Cooling systems are being installed in the courtyard of the Grand Mosalla mosque in Tehran to help mourners cope with the expected 40°C heat. This was reported by Qazaqyia.kz citing The Guardian.

In the small hours of Friday, police roadblocks, stalls, posters and army vans began appearing across Tehran as millions of Iranians prepared to attend the six-day funeral ceremony for Ali Khamenei, Iran's supreme leader for 36 turbulent years. Khamenei was killed in the opening salvo of the US-Israeli attack on the country in February. The funeral is intended to be an epic display of personal mourning, national power, resilience and social cohesion.

Small groups of mourners carrying flags gathered along roads festooned with the red fist, the symbol of the funeral, alongside the slogan "We must rise". At a ceremony dedicated to the families of martyrs, Khamenei's coffin was displayed.

Iran's first vice-president, Mohammad Reza Aref, the lead funeral organiser, described the ceremony as "the most important event of this century" and the most attended since the 1979 revolution. The funeral begins on Saturday in Tehran and ends with Khamenei's burial on Thursday in Mashhad.

The scale of the funeral has been conceived to relay political and religious messages of resistance to the rest of the world. At the request of Iraqi politicians, Khamenei's body will also be carried through the Iraqi Shia cities of Karbala and Najaf.

Despite many posters of Khamenei's son and successor, Mojtaba Khamenei, walking with his father in a garden, Mojtaba is not expected to appear at the funeral. He was severely injured in the same US-Israeli strike on a government residence in Tehran on 28 February that killed many of his family. It killed Ali Khamenei, his daughter and her husband, Mojtaba's wife and his 14-month-old daughter.

The extent of Mojtaba's injuries is unknown; he has issued only written statements, including one distancing himself from ceasefire negotiations but sanctioning their continuance. Israel's defence minister Israel Katz threatened to kill him this week, prompting hardliners to call for a re-examination of Iran's fatwa against nuclear weapons.

Mohammad Bagher Ghalibaf, Iran's chief negotiator, said in an eve-of-funeral message: "We must rise up and convey the nation's call for bloodshed to the world so that the world knows that the honourable and noble nation of Iran will not remain silent in the face of oppression and arrogance."

The public funeral begins on Saturday at Tehran's Grand Mosalla mosque, where Khamenei's body will lie in state alongside his relatives. All week, workers have been redecorating the vast building, with a heavy police presence. The funeral had been planned for early March but the war precluded such a large gathering.

A separate ceremony is scheduled on Friday for foreign leaders.
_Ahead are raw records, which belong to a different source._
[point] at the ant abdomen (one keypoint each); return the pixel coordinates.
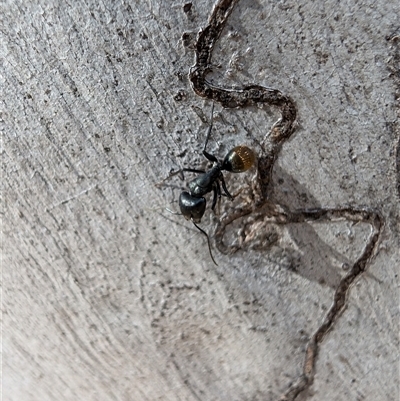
(239, 159)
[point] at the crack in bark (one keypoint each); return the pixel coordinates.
(270, 147)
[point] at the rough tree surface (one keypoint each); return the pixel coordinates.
(109, 296)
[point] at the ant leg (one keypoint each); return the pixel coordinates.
(208, 242)
(225, 188)
(216, 196)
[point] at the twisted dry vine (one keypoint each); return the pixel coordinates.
(262, 206)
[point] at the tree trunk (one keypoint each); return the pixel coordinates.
(107, 295)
Ali Akbar Pourjamshidian, secretary of the national funeral committee, estimated representatives from about 30 countries would attend, but no leaders from Europe or the US had been invited.

A six-mile (10km) procession through central Tehran is planned for Monday from Imam Hossein Square to Azadi Square. Tehran's mayor, Alireza Zakani, described it as "the largest gathering in the city's history" and forecast about 20 million attendees. Approximately 60% of Iran's population of 90 million had known no other supreme leader.

On Tuesday, Khamenei's body will be taken to the holy city of Qom, with temperatures expected to reach about 40°C. It will then go to the Iraqi Shia strongholds of Karbala and Najaf on Wednesday. The burial on Thursday will be at the Imam Reza shrine in Mashhad, the supreme leader's birthplace.

The funeral takes place during a 60-day ceasefire with the US intended to reopen the Strait of Hormuz and allow for talks.